‘Tieners roken en drinken vaker bij ouderlijke afwezigheid op jonge leeftijd’

Onderzoekers van de University College London onderzochten data uit de UK Millennium Cohort Study. Hiervoor werden gezondheidsgegevens gebruikt van bijna 19.000 kinderen die werden geboren tussen 2000 en 2002.

Gedurende verschillende momenten in hun leven werden de kinderen en hun ouders ondervraagd door middel van enquêtes. Tijdens het elfde levensjaar kregen alle kinderen de vraag of zij ooit hadden gerookt of alcohol hadden gedronken.

Ouderlijke afwezigheid werd gedefinieerd als het ‘verlies’ van een ouder door dood of een scheiding op een leeftijd van zeven jaar of jonger. Dit was bij een op de vier kinderen het geval. Binnen deze groep kwamen kinderen 2,5 keer zo vaak in aanraking met roken voor hun elfde levensjaar.

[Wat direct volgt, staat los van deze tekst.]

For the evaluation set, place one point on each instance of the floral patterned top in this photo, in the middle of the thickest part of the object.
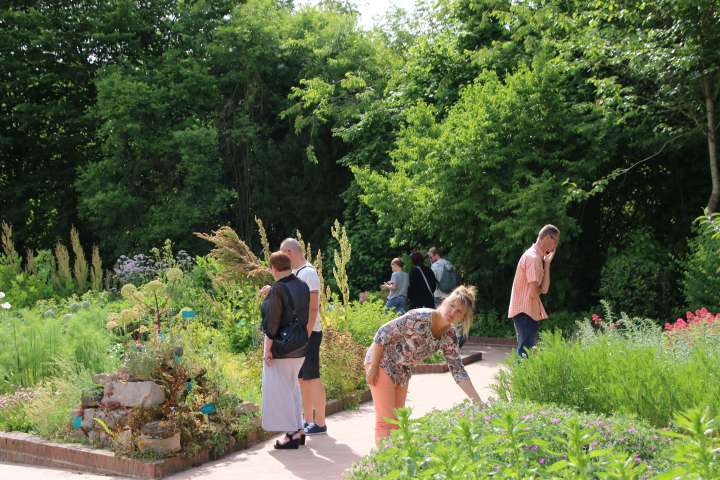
(408, 340)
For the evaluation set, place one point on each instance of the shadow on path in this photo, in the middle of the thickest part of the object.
(322, 457)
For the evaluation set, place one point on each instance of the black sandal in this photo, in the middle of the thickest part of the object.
(292, 443)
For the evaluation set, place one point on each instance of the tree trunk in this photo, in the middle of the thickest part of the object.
(710, 92)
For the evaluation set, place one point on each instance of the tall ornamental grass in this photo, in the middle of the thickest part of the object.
(35, 343)
(626, 367)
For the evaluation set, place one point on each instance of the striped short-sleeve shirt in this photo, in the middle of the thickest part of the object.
(529, 269)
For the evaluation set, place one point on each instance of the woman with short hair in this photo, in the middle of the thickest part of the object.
(288, 300)
(406, 341)
(397, 287)
(422, 284)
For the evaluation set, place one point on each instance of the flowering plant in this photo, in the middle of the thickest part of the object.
(6, 305)
(149, 303)
(699, 327)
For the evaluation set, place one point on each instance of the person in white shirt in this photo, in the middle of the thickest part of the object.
(438, 266)
(313, 391)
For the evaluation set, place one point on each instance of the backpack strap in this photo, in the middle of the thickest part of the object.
(288, 298)
(426, 282)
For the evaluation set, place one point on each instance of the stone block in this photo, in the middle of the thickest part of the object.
(135, 394)
(159, 429)
(88, 422)
(246, 408)
(104, 378)
(162, 446)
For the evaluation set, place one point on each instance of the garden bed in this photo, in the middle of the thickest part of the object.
(28, 449)
(471, 355)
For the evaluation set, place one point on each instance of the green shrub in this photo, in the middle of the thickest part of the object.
(563, 321)
(34, 343)
(701, 276)
(638, 277)
(624, 367)
(13, 416)
(515, 440)
(49, 411)
(489, 323)
(365, 318)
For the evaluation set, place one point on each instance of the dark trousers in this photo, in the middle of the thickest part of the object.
(526, 331)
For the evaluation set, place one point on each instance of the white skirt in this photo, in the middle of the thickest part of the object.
(282, 401)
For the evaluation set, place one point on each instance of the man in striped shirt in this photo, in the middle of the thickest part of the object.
(532, 278)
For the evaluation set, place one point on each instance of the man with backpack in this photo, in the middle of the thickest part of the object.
(447, 280)
(445, 275)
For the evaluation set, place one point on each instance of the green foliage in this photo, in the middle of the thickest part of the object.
(37, 341)
(365, 318)
(697, 453)
(701, 278)
(504, 146)
(341, 363)
(489, 323)
(54, 398)
(80, 267)
(625, 368)
(514, 440)
(639, 277)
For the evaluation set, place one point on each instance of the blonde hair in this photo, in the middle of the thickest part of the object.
(466, 295)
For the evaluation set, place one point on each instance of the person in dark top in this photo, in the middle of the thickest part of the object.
(422, 283)
(281, 398)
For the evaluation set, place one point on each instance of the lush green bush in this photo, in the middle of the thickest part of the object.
(26, 288)
(563, 321)
(701, 277)
(36, 341)
(638, 277)
(488, 323)
(365, 318)
(516, 440)
(623, 365)
(48, 413)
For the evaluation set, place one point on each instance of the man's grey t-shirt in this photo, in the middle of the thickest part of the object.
(401, 281)
(438, 267)
(308, 274)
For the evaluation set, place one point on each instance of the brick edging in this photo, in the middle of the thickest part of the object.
(23, 448)
(442, 367)
(492, 341)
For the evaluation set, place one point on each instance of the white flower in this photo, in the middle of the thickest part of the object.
(173, 274)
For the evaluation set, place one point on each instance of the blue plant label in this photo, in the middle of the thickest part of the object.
(77, 422)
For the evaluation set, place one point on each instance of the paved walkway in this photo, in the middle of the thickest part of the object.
(351, 436)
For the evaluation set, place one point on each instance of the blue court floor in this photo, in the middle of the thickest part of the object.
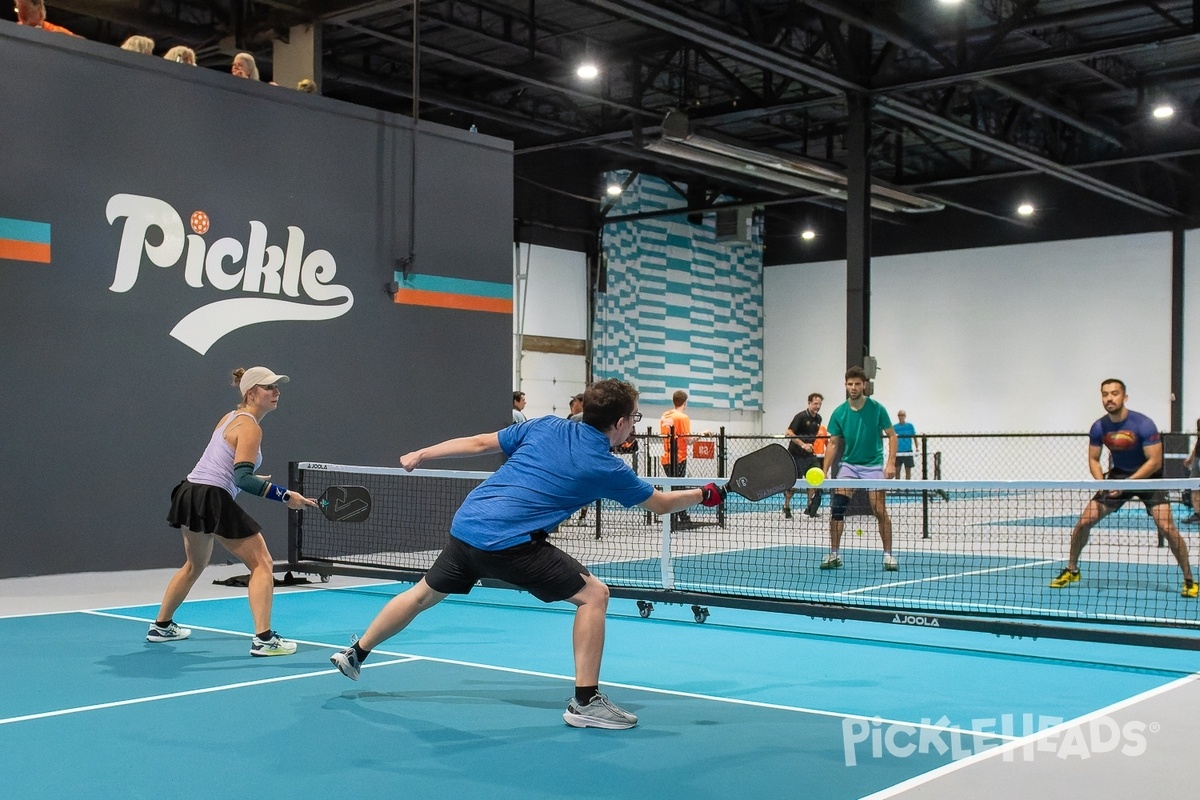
(468, 703)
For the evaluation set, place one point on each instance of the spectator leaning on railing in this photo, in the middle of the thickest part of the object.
(31, 13)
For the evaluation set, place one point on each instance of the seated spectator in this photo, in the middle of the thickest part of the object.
(31, 13)
(181, 54)
(244, 66)
(143, 44)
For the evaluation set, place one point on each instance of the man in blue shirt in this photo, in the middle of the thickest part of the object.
(1135, 452)
(905, 437)
(555, 467)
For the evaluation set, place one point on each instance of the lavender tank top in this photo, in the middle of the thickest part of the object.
(215, 467)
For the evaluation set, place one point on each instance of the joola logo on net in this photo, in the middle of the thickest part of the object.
(276, 283)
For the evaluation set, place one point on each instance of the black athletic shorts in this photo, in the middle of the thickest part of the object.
(1149, 497)
(539, 567)
(209, 510)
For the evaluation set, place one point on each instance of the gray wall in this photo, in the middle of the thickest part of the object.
(103, 409)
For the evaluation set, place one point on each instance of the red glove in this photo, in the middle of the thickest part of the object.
(712, 494)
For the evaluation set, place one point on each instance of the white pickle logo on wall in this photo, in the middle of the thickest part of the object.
(289, 284)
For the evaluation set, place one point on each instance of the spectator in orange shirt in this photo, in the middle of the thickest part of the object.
(675, 464)
(31, 13)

Ook werd een stijging van 46 procent geconstateerd van het aantal kinderen dat voor die leeftijd alcohol had geconsumeerd.


Cijfers

Zowel het nuttigen van alcohol als roken verschilde als er gekeken werd naar het opleidingsniveau van de ouders, geboortegewicht en de leeftijd van de moeder bij de geboorte.

De onderzoekers benadrukken dat het om een observationele studie gaat waarbij geen direct verband tussen oorzaak en gevolg aangetoond kan worden. Toch vinden de onderzoekers dat de studie benadrukt dat gewoonten die op een vroege leeftijd worden aangeleerd vaak het gedrag op latere leeftijd bepalen.

Onderzoeker Rebecca Lacey denkt dat kinderen uit gebroken gezinnen extra steun nodig hebben. “Sommige kinderen beginnen mogelijk aan roken en drinken om zo met hun gevoelens om te kunnen gaan.”

De resultaten van het onderzoek zijn gepubliceerd in Archives of Disease in Childhood.